Mathematical models may guarantee in general that the optimum is achieved, but have strong limitations to scale the analyses. As an alternative to these classical models, tools based on heuristics have been developed, turning to be a good alternative to simulate very-large-scale systems. These models do not guarantee optimality, but obtain reasonably good solutions, while enabling to plan systems with millions of consumers. Reference Network Models are a kind of distribution system planning models, which emerged as a solution to estimate the efficient cost of distribution companies, to support regulators in remuneration policies. These tools have evolved so as to analyse other problems, such as the impact of emerging distributed energy resources (storage, electric vehicles or distributed generation). In the context of test systems, efforts and resources have been devoted both in Europe and in the United States to develop representative distribution systems. Although these networks are not real, they are intensively validated, making them realistic models, and bringing distribution test systems into a new dimension. These models provide not only the electrical parameters of equipment and the connectivity of the networks, but also the geographical information. As an illustration of such test systems, the above figure shows the GIS information of a synthetic distribution network built for the San Francisco Bay Area, within the SMART-DS project [1-2].

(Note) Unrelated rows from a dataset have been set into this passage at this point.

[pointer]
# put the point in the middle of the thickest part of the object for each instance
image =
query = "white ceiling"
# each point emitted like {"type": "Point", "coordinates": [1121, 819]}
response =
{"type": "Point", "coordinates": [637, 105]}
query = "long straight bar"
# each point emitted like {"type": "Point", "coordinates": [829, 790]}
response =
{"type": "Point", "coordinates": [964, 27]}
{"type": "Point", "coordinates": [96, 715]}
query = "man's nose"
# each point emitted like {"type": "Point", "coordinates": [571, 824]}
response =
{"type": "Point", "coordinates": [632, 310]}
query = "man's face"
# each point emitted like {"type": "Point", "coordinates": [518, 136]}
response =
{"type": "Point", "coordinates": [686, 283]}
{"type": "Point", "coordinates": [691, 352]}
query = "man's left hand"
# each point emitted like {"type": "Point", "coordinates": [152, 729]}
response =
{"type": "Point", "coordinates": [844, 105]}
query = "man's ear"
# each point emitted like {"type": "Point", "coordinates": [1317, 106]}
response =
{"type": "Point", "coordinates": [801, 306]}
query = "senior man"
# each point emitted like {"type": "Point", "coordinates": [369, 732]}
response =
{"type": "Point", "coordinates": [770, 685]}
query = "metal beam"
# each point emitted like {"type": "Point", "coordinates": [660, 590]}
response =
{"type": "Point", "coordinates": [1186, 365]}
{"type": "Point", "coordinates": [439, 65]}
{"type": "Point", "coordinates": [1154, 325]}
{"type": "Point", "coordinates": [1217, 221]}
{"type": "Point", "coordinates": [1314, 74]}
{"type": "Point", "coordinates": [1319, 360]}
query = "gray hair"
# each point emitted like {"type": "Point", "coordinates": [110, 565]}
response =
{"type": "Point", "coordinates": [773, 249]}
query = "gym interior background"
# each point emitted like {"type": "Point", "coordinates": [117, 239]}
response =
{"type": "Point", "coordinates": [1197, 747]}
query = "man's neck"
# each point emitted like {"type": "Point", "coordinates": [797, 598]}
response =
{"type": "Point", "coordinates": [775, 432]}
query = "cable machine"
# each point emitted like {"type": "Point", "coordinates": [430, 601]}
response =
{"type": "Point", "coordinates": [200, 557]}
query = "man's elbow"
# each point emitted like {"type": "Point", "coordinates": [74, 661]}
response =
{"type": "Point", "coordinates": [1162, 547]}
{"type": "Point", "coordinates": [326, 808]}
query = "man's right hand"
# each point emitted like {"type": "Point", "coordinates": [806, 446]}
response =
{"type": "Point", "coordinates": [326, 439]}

[1] B. Palmintier, T. Elgindy, C. Mateo, F. Postigo, T. Gómez, F. de Cuadra, P. Dueñas. Experiences developing large-scale synthetic U.S.-style distribution test systems. Electric Power Systems Research. vol. 190, no. 106665, pp. 1-7, Enero 2021.

[2] C. Mateo, F. Postigo, F. de Cuadra, T. Gómez, T. Elgindy, P. Dueñas, B.M. Hodge, V. Krishnan, B. Palmintier. Building large-scale U.S. synthetic electric distribution system models. IEEE Transactions on Smart Grid.